While the method described in the previous section will uninstall a plugin, it may not fully remove all its data from your database. Certain plugins store their files outside this folder. To create an exhaustive list of those would be beyond the scope of this article, and, as new plugins are developed, any such list would likely become obsolete within days, if not hours. Still, the plugins which often store data outside the wp-content/plugins folder are usually:

  • form plugins
  • caching plugins
  • SEO plugins, and
  • security plugins

You may need to use FTP to check for any files which may be left over and delete them.

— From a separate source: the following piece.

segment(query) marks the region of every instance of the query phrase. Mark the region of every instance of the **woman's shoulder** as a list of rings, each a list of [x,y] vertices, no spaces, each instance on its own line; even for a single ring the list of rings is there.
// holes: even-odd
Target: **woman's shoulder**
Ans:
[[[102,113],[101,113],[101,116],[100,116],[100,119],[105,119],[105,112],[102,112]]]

You may also find that, in case your newly uninstalled plugin provided you with some shortcodes you were using on your website, these shortcodes no longer work. You need to remove them all from whichever pages you have used them on. WordPress will just parse them as text in brackets, and that will make your website look ugly, but there’s more to that than aesthetics. Your website, and, by extension, you will appear unprofessional. And an unprofessional website often causes users to consider it unsafe, even though it really isn’t.

For more details on how to handle those issues, as well as a method to uninstall a plugin using FTP, we strongly suggest you consult our article on how to properly uninstall a WordPress plugin.

In Conclusion

To deactivate vs. uninstall a plugin in WordPress? It is most definitely not a difference without a distinction. While both actions will stop the plugin from running on your website, simply deactivating a plugin still leaves a back door for bad actors to exploit, especially if you don’t update it. Deactivating a plugin instead of uninstalling it is great for diagnostics and troubleshooting, but it is only ever meant to be short-term. If you want your WordPress website to be as secure from hackers as it can be, you need to remove all unused plugins as well as their files.